Rick versuchte sich abzustützen, um aufzustehen. Aber der Griff ging abermals ins Leere. Dann besann er sich und stellte sich konzentriert vor aufzustehen und im gleichen Moment stand er aufrecht da. Seinen Körper hatte er für den Bewegungsablauf nicht gebraucht. Der Gedanke daran hatte genügt. Unvermittelt erfasste ihn ein Schwindelgefühl und Angst stieg in ihm hoch. Es gab nichts Festes, an dem er sich hätte anlehnen können. Er schwebte über der sandartigen Fläche und hatte das Gefühl gleich abzustürzen. Doch nichts dergleichen geschah. Er registrierte, dass er schwebend an der Stelle verweilen konnte, da er augenscheinlich kein Eigengewicht besaß.

»Du brauchst keine Angst zu haben«, sagte das Wesen.

Rick musterte jetzt seinen Gegenüber genau. Überraschend wurde ihm klar, dass er die Gedanken des Anderen lesen konnte. Deshalb hatte sich wohl auch der Mund nicht bewegt, als das Wesen ihn angesprochen hatte. Aufmerksam betrachtete er ihn. Sein weißes Haar war bürstenartig kurz geschnitten. Die schlitzartigen, dunklen Augen sahen ihn neugierig an. Sie schienen das einzige, wirklich Lebendige an ihm zu sein. Der weit geschnittene Mantel verdeckte den größten Teil seines Körpers. Nur die unbekleideten Füße schauten unten heraus. Er ist ein Mensch, ein normaler Mensch, kein Überwesen, war ihm jetzt klar. Ein verstorbener Typ aus Japan. Sein Name ist Misaki, Misaki Tendoo stellte er fest. Auch konnte er in die Lebensgeschichte dieses Mannes hineinsehen, je mehr er sich mit ihm befasste. Polizist war er gewesen und hatte eine Frau zurückgelassen, als er gestorben war. Bei einem Banküberfall hatte ihn eine verirrte Kugel getroffen. Seine Ordnungsliebe, seinen Hang zur Perfektion, seine starke Disziplin und Selbstbeherrschung traten offen hervor. Weder Zuneigung, noch Ablehnung konnte Rick herauslesen. Es war eher gleichgültige Freundlichkeit, die ihm entgegengebracht wurde.

Doch dann wurde ihm bewusst, dass der Andere ja auch in ihn und in sein Leben hineinsehen konnte. Er schämte sich seiner Begierde, die zu einer Katastrophe geführt hatte. Sofort musste er wieder an Anna denken.

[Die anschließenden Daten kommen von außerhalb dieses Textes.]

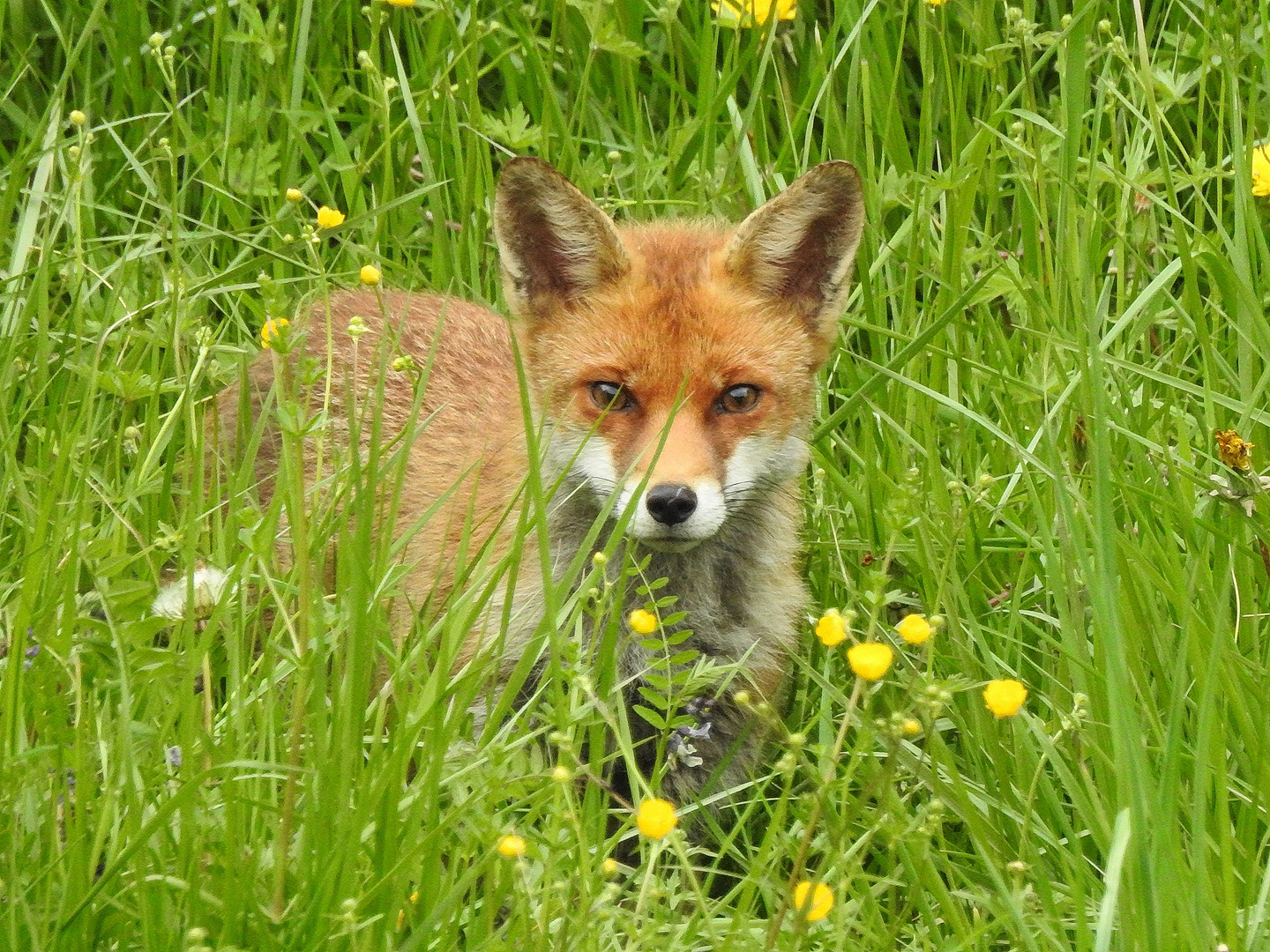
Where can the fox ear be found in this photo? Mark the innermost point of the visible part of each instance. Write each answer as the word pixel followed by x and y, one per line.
pixel 798 249
pixel 554 242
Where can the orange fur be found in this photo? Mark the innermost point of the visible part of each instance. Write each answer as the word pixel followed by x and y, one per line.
pixel 690 322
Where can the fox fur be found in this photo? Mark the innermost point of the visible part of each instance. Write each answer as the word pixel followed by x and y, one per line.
pixel 672 366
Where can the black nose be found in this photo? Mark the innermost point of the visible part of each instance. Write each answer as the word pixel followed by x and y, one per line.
pixel 671 502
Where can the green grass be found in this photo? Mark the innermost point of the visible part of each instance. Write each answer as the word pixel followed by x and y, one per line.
pixel 1061 297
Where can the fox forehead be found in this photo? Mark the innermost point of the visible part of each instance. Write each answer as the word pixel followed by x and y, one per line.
pixel 676 325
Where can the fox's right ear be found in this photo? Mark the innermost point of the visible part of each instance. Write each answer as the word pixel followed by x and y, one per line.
pixel 798 249
pixel 554 242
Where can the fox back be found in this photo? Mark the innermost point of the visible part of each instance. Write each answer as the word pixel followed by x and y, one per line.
pixel 672 368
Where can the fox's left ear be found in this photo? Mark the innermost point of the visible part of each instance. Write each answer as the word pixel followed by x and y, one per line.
pixel 798 249
pixel 556 244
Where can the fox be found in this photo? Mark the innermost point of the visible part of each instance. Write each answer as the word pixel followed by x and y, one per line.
pixel 671 368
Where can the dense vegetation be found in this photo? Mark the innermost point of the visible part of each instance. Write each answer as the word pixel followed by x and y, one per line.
pixel 1059 301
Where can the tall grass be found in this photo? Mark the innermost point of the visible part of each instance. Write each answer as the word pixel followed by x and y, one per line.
pixel 1061 297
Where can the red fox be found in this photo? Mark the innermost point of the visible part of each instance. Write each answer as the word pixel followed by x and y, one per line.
pixel 672 367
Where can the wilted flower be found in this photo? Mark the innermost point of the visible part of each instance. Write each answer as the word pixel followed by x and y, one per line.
pixel 1005 697
pixel 870 660
pixel 1261 170
pixel 329 217
pixel 753 13
pixel 831 628
pixel 820 903
pixel 272 329
pixel 1231 450
pixel 643 622
pixel 208 585
pixel 655 818
pixel 915 628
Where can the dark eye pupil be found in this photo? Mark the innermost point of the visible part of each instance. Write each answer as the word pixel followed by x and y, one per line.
pixel 609 395
pixel 739 398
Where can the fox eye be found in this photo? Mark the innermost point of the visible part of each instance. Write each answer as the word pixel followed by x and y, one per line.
pixel 611 397
pixel 739 398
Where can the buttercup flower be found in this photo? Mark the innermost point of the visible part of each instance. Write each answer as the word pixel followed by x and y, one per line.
pixel 511 845
pixel 753 13
pixel 870 660
pixel 832 628
pixel 272 329
pixel 655 818
pixel 329 217
pixel 820 904
pixel 915 628
pixel 1261 170
pixel 1005 697
pixel 1231 450
pixel 643 622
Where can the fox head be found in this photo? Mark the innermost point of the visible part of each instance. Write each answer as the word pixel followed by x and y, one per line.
pixel 676 363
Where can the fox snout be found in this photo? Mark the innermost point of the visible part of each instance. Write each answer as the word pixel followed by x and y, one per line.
pixel 671 502
pixel 673 516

»Hat sie überlebt?«, fragte er mit seinen Gedanken.

»Das weiß ich nicht, dazu kommen wir später«, sagte Misaki. »Folge mir bitte und versuche einfach mit Hilfe deiner Gedanken, dich zu bewegen. Erst mal musst du wieder laufen lernen.«

»Wohin gehen wir?«, wollte Rick wissen.